Le théorème d'arrêt de Doob, dû à Joseph Leo Doob, est un résultat important en théorie des probabilités : il permet par exemple à l'homme du nihil de déterminer avec une marge d'erreur très faible le moment idéal où « arrêter les frais ».

Il utilise pour ce faire la notion de martingale qui est une sorte de demi-ceinture placée dans le dos d'une capote ou d'un manteau pour marquer la taille, dont on peut aussi, quoiqu'elle soit un peu courte, se servir pour se pendre.

(Włodzisław Szczur, Mathématique du néant)

Aux fines herbes


Le 9 août 1896, après plus de deux mille essais de vol plané, Otto Lilienthal perd le contrôle de son planeur et tombe de dix-sept mètres de hauteur. Il meurt peu de temps après, à l'âge de quarante-huit ans, en prononçant ces derniers mots : « Opfer müssen gebracht werden ! » (Il faut qu'il y ait des victimes !)

En effet.


(Marcel Banquine, Exercices de lypémanie)

Contre le suicide


L'hypothétique de cette existence tempère ma hâte d'y mettre fin.

(Luc Pulflop, Prière d'incinérer. Dégoût)

Plus jamais mal aux dents


Quand il s'agit d'un remède contre les maladies, on ne saurait être trop défiant, surtout quand le remède est inusité, extraordinaire, ou peu en accord avec les principes admis. Mais de ce qu'il est inusité et extraordinaire, il ne s'ensuit pas qu'on doive le rejeter ! 

Or, si l'expérience démontre qu'en certains cas, des maladies graves telles que l'haeccéité ont cédé à la puissance du revolver Smith & Wesson chambré pour le .44 russe, cela prouve que cet instrument est utile. Ou bien ?


(Robert Férillet, Nostalgie de l'infundibuliforme)

Zouaverie philosophique


Lorsque le professeur Tournesol, courroucé au delà de toute expression, entraîne le capitaine Haddock à travers le centre spatial de Sbrodj et, lui désignant un groupe de philosophes occupés à extruder des concepts, s'exclame : « Et ces gens-là, ils font aussi les zouaves, sans doute ? », il ne croit pas si bien dire.

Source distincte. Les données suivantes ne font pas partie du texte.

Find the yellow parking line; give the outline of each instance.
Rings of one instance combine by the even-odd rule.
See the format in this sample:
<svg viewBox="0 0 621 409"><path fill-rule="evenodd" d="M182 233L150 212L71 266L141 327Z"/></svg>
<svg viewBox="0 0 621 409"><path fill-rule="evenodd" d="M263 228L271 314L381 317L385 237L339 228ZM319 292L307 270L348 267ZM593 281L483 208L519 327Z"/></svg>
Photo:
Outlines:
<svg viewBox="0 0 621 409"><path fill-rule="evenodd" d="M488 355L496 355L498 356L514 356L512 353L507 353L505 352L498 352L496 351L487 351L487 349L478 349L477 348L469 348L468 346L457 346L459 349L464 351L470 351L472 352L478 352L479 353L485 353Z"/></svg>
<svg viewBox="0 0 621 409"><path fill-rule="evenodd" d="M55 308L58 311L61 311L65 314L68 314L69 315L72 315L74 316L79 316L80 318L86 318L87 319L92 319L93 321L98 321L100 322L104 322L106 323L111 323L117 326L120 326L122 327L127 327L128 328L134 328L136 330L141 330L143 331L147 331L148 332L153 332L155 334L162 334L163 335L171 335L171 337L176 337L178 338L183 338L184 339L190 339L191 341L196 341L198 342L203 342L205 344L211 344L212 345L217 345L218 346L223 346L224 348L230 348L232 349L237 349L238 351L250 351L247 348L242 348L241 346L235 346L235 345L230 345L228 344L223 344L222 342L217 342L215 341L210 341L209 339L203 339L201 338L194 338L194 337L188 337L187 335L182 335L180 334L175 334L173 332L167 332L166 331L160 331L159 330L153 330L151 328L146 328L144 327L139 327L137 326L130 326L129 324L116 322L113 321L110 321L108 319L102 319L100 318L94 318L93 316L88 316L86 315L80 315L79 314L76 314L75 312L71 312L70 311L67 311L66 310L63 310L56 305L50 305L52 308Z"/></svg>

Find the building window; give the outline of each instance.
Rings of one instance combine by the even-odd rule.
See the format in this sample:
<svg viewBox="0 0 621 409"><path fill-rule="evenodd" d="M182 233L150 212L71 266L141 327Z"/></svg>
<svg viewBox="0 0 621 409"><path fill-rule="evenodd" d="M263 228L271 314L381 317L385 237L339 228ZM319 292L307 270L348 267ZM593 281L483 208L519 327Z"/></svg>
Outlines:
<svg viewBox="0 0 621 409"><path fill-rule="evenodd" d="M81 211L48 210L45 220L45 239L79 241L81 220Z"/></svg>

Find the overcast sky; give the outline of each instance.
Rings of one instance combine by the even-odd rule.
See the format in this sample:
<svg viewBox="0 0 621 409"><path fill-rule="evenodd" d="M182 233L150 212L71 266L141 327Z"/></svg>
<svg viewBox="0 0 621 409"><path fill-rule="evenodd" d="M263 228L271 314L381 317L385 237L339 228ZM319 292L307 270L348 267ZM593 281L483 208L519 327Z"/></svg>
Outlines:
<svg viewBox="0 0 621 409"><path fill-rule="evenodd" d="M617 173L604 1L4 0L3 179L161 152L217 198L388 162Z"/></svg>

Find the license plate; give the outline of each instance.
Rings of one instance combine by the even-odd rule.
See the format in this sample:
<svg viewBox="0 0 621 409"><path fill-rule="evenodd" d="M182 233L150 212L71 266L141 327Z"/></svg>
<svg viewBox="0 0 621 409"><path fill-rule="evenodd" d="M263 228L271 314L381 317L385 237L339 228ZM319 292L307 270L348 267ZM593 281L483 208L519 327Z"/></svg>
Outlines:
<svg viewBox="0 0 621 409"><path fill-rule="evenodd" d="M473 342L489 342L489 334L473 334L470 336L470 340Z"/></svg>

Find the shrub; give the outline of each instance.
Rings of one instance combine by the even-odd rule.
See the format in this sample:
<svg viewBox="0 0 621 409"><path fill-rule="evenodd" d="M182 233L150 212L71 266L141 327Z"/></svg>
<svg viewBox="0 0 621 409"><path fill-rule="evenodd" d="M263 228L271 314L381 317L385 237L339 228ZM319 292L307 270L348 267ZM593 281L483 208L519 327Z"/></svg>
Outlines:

Car ces « amis de la sagesse », comme tous ceux qui les ont précédés, s'escriment en vain à disséquer la réalité empirique : tout ce qu'ils parviennent à produire, c'est de la « catalepsie conceptuelle ». Autrement dit, sous couvert d'idéalisme, de nominalisme ou d'empirisme logique, ils « font les zouaves ».

(Hermann von Trobben, Le Monocle du colonel Sponsz)

Souvenir de vacances avec le Moi


Je me souviens d'un long moment où je restai seul avec mon désastreux camarade, une certaine année, au bout du verger, face au flanc abrupt du Salève, dans l'entourage du Chaffardon. J'entends encore l'entrechoc des boules sur le rectangle de gazon qui s'étendait devant la maison, les rires, le timbre des voix. 

Déjà, in petto, ma pensée était de le détruire.